In August, the current head of Microsoft – Steve Ballmer – said he would retire in the following twelve months. Since then, the company formed a special committee, which has been interviewing different candidates from various industries, including life sciences and consumer. According to Reuters news-agency, at present the list consists of five candidates, but the final decision could take several months to make.
The list looks as follows:
- Alan Mulally – chief executive officer of Ford Motor Co., who has successfully reshaped the company’s management and even avoided federal bailout in 2009. The problem is that while he may be open to new opportunities and could reform the software giant, he is 68 years old and cannot be far off retirement.

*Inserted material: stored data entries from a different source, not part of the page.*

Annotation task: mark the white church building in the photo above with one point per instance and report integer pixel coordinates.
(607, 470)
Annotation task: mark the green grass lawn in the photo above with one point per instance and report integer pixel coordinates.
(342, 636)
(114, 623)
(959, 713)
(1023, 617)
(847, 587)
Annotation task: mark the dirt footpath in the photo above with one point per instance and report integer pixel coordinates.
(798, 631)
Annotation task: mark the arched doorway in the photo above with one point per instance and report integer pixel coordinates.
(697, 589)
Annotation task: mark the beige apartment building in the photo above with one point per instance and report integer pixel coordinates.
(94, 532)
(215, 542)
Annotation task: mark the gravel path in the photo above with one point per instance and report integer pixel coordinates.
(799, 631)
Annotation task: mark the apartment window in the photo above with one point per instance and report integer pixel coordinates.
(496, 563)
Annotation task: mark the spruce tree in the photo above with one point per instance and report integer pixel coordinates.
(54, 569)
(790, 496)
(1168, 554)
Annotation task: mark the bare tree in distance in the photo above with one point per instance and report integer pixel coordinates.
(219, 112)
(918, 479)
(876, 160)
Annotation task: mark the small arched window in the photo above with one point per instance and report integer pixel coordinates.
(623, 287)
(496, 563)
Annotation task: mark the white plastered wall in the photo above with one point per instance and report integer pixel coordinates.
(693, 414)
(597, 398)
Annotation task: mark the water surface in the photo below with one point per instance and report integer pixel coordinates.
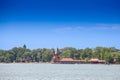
(35, 71)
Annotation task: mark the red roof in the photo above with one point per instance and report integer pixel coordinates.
(66, 59)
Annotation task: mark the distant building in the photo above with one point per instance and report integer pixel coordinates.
(56, 59)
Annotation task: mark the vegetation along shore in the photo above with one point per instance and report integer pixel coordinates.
(111, 55)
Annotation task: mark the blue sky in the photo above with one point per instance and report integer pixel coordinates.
(63, 23)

Still, all he actually needs to do is to turnaround Microsoft in three or four years and not necessarily stay CEO for a decade.
- Stephen Elop – former chief executive of Nokia, who has nearly destroyed the Finnish company after he took the reins in 2010. While the person already was a Microsoft executive and even will become a Microsoft employee after the software giant acquires Nokia’s devices division, he does not seem to be a complete outsider from Microsoft.
- Tony Bates – former head of Skype, who is also a Microsoft employee these days. Currently he develops new business strategy for the software giant.
- Satya Nadella – a Microsoft executive responsible for cloud and enterprise technologies who has been at Microsoft since 1992 and clearly has emotional ties to the company’s products.
- Unknown candidate.
Microsoft’s next chief executive needs to finalize ongoing transitions, e.g., focus on creating a family of devices, services and programs for individuals and businesses. Jon Peddie, the head of Jon Peddie Research, believes that Microsoft does not necessarily require a new visionary – like Bill Gates – on the role of chief executive officer, but rather needs a business executive who will recognize potentially profitable products and technologies at the early stages of development and will not hold the company back.
Microsoft did not comment on the news-story.